How to prove $\operatorname{Tr}(AB) = \operatorname{Tr}(BA)$?

Observe that if $A$ and $B$ are $n\times n$ matrices, $A=(a_{ij})$, and $B=(b_{ij})$, then $$(AB)_{ii} = \sum_{k=1}^n a_{ik}b_{ki},$$ so $$ \operatorname{Tr}(AB) = \sum_{j=1}^n\sum_{k=1}^n a_{jk}b_{kj}. $$ Conclude calculating the term $(BA)_{ii}$ and comparing both traces.


The efficient @hjhjhj57: answer

$$\text{Tr}(AB) = \text{Tr}(BA)= \sum a_{ij} b_{ji}$$

Now we can start to understand why if we do a circular permutation of the factors the expression

$$\text{Tr}( A_1 A_2 \ldots A_m)$$

does not change, and what is the expression.

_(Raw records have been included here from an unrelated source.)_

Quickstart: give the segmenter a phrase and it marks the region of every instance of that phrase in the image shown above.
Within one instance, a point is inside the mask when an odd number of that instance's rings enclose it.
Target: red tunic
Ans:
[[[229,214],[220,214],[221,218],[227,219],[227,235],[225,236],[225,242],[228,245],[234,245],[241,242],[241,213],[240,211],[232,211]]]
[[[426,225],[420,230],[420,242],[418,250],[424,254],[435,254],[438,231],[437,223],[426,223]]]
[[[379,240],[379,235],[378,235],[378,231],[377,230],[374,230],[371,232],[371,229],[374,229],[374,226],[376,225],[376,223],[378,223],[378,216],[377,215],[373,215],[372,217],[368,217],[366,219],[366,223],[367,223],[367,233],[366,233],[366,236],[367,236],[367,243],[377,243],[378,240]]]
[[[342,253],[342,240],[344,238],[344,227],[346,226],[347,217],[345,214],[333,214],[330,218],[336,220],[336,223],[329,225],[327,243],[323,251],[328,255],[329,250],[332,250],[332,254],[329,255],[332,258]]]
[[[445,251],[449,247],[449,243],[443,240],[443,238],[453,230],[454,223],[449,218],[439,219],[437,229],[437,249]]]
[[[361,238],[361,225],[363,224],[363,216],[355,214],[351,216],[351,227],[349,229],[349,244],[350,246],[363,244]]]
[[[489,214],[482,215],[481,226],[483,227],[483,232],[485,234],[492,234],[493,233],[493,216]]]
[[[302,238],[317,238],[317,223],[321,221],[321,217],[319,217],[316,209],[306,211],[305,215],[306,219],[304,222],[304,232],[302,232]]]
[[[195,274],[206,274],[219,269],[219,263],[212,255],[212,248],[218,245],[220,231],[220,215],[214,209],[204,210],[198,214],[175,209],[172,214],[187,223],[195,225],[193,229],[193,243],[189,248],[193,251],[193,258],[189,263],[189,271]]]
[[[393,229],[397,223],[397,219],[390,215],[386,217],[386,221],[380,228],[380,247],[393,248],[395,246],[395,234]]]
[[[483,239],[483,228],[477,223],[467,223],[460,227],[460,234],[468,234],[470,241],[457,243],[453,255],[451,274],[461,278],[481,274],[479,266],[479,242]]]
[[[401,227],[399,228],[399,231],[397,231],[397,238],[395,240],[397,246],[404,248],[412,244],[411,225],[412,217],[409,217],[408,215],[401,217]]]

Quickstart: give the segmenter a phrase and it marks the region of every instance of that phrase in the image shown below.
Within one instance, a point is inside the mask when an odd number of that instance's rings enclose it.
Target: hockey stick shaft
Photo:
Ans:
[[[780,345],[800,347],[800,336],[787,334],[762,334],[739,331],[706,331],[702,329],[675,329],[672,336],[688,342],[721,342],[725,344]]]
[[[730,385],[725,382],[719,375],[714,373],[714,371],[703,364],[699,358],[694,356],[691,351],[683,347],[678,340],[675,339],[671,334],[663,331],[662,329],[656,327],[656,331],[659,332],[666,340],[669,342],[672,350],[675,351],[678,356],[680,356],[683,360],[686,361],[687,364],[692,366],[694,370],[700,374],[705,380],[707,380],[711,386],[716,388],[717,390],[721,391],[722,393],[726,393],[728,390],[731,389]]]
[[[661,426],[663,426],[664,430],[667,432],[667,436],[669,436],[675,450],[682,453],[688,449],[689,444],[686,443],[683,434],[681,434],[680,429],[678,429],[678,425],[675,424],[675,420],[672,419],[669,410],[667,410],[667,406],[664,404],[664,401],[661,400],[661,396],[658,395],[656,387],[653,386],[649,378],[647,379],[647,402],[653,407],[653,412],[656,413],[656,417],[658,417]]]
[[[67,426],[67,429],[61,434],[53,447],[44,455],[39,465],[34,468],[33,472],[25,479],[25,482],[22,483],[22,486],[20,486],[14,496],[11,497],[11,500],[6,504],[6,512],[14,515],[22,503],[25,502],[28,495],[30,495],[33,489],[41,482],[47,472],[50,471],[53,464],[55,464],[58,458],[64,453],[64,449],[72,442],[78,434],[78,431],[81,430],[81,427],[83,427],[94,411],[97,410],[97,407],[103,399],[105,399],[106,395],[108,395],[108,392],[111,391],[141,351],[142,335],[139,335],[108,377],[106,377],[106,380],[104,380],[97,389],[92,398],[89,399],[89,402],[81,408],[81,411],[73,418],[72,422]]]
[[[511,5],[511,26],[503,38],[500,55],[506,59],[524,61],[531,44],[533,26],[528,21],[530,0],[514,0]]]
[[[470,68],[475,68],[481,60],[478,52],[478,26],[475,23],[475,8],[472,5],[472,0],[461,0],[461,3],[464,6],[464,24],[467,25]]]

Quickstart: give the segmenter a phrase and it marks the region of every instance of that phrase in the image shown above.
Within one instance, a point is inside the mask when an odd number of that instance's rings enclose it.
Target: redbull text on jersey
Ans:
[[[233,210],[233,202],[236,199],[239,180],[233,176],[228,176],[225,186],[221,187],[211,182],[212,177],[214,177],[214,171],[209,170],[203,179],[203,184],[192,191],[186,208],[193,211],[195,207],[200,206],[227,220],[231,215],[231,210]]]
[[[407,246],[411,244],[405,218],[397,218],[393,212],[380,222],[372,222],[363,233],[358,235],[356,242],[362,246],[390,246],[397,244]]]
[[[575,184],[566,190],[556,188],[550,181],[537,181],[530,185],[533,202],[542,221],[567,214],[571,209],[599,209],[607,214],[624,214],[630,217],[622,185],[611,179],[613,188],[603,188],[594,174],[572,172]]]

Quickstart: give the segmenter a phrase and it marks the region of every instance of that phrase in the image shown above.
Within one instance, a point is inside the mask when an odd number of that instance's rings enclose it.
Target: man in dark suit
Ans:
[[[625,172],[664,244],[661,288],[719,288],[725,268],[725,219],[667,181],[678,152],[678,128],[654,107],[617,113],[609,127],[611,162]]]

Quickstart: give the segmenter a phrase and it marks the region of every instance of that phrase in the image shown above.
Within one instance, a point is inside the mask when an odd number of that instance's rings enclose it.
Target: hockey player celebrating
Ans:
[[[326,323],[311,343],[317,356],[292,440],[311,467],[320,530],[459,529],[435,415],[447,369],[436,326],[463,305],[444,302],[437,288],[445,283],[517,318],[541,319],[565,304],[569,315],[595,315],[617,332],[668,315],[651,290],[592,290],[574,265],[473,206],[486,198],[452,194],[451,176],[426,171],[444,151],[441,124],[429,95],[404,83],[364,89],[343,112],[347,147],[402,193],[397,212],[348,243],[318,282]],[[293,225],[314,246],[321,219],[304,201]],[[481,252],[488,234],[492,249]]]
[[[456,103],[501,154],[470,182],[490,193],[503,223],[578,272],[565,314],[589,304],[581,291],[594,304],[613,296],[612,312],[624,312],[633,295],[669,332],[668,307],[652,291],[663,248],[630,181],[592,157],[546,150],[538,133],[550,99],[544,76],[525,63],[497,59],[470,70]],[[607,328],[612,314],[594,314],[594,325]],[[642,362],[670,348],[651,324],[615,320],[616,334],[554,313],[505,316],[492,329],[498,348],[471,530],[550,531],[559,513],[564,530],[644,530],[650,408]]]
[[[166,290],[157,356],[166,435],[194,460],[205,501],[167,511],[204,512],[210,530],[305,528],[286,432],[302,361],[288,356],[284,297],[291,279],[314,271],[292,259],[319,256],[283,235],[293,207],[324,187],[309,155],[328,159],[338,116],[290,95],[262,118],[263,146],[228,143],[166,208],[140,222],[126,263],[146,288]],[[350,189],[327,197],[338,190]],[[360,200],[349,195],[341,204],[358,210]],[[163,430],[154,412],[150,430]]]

Assume now $A$,$B$ square. Then certainly $\det(AB) = \det(BA)$, using the multiplicative property of the $\det$.

In fact, the matrices $AB$ and $BA$ have the same characteristic polynomial, so in particular the same trace, and the same determinant.


For any couple $(A,B)$ of $n\times n$ matrices with complex entries, the following identity holds: $$ \operatorname{Tr}(AB) = \operatorname{Tr}(BA).$$

Proof. Assuming $A$ is an invertible matrix, $AB$ and $BA$ share the same characteristic polynomial, since they are conjugated matrices due to $BA = A^{-1}(AB)A$. In particular they have the same trace. Equivalently, they share the same eigenvalues (counted according to their algebraic multiplicity) hence they share the sum of such eigenvalues. On the other hand, if $A$ is a singular matrix then $A_\varepsilon\stackrel{\text{def}}{=} A+\varepsilon I$ is an invertible matrix for any $\varepsilon\neq 0$ small enough. It follows that $\operatorname{Tr}(A_\varepsilon B) = \operatorname{Tr}(B A_\varepsilon)$, and since $\operatorname{Tr}$ is a continuous operator, by considering the limits of both sides as $\varepsilon\to 0$ we get $\operatorname{Tr}(AB)=\operatorname{Tr}(BA)$ just as well.